In the town, the population was spread out, with 28.2% under the age of 18, 5.5% from 18 to 24, 28.8% from 25 to 44, 21.9% from 45 to 64, and 15.6% who were 65 years of age or older. The median age was 37 years. For every 100 females, there were 98.1 males. For every 100 females age 18 and over, there were 96.4 males.
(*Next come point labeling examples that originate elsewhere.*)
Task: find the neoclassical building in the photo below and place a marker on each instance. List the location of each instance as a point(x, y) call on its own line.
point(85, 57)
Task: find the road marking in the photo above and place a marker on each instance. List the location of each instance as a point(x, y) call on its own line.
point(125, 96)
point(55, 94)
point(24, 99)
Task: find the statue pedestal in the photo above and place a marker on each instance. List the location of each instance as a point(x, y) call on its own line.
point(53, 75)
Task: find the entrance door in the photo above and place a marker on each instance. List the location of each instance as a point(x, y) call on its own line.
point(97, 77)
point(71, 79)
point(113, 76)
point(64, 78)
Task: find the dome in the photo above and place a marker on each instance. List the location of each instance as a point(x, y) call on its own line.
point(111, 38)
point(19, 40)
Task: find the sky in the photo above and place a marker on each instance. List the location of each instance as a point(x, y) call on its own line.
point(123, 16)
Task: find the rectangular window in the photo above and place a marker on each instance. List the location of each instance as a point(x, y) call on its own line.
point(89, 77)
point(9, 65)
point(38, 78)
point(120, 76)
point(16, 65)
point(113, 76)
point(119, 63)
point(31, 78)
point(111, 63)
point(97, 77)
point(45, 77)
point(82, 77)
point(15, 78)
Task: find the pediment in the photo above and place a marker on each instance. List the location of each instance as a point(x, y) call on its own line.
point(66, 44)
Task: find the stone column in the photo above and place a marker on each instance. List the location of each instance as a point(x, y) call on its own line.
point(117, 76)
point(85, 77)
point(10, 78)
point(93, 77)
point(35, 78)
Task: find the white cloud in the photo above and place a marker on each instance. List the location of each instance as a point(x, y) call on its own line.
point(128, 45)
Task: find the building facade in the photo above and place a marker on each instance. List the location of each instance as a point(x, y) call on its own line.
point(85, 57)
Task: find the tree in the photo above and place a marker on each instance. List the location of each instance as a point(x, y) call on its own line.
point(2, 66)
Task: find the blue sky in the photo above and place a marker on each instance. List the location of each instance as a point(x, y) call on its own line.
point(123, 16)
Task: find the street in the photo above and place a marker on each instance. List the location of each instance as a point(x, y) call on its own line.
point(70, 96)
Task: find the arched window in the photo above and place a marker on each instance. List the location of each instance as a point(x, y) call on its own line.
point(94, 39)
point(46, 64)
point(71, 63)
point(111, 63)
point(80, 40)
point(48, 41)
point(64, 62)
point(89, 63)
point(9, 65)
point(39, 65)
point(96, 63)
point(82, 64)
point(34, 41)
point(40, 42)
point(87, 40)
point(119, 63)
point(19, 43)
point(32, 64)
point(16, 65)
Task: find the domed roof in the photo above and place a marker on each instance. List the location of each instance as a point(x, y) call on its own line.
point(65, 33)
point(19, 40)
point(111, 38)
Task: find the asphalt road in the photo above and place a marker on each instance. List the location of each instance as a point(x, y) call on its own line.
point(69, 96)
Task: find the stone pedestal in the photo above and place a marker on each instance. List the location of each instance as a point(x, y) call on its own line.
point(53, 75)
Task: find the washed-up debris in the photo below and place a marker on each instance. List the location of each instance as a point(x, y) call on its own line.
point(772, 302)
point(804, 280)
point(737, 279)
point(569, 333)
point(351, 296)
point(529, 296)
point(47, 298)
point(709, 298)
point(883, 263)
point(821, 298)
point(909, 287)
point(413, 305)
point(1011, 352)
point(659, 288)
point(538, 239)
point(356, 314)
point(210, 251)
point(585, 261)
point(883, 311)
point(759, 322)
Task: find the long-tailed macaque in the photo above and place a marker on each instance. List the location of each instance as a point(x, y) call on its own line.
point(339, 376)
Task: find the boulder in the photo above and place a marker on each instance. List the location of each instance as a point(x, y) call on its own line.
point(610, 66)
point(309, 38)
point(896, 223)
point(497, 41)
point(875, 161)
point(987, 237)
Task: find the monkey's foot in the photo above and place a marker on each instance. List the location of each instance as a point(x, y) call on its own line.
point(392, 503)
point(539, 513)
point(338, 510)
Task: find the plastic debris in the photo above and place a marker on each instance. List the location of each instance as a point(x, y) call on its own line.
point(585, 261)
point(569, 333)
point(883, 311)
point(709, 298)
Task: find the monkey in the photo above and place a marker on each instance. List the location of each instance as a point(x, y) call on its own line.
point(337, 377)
The median income for a household in the town was $26,607, and the median income for a family was $31,538. Males had a median income of $24,792 versus $20,000 for females. The per capita income for the town was $12,615. About 13.7% of families and 16.4% of the population were below the poverty line, including 15.5% of those under age 18 and 11.1% of those age 65 or over.

Historical population
| Census | Pop. | Note | %± |
| 1880 | 182 |  | — |
| 1890 | 466 |  | 156.0% |
| 1910 | 678 |  | — |
| 1920 | 733 |  | 8.1% |
| 1930 | 739 |  | 0.8% |
| 1940 | 745 |  | 0.8% |
| 1950 | 623 |  | −16.4% |
| 1960 | 504 |  | −19.1% |
| 1970 | 433 |  | −14.1% |
| 1980 | 498 |  | 15.0% |
| 1990 | 540 |  | 8.4% |
| 2000 | 525 |  | −2.8% |
| 2010 | 526 |  | 0.2% |
| 2020 | 421 |  | −20.0% |
U.S. Decennial Census 2020 Census

==Education==
Thornton is served by the Groesbeck Independent School District.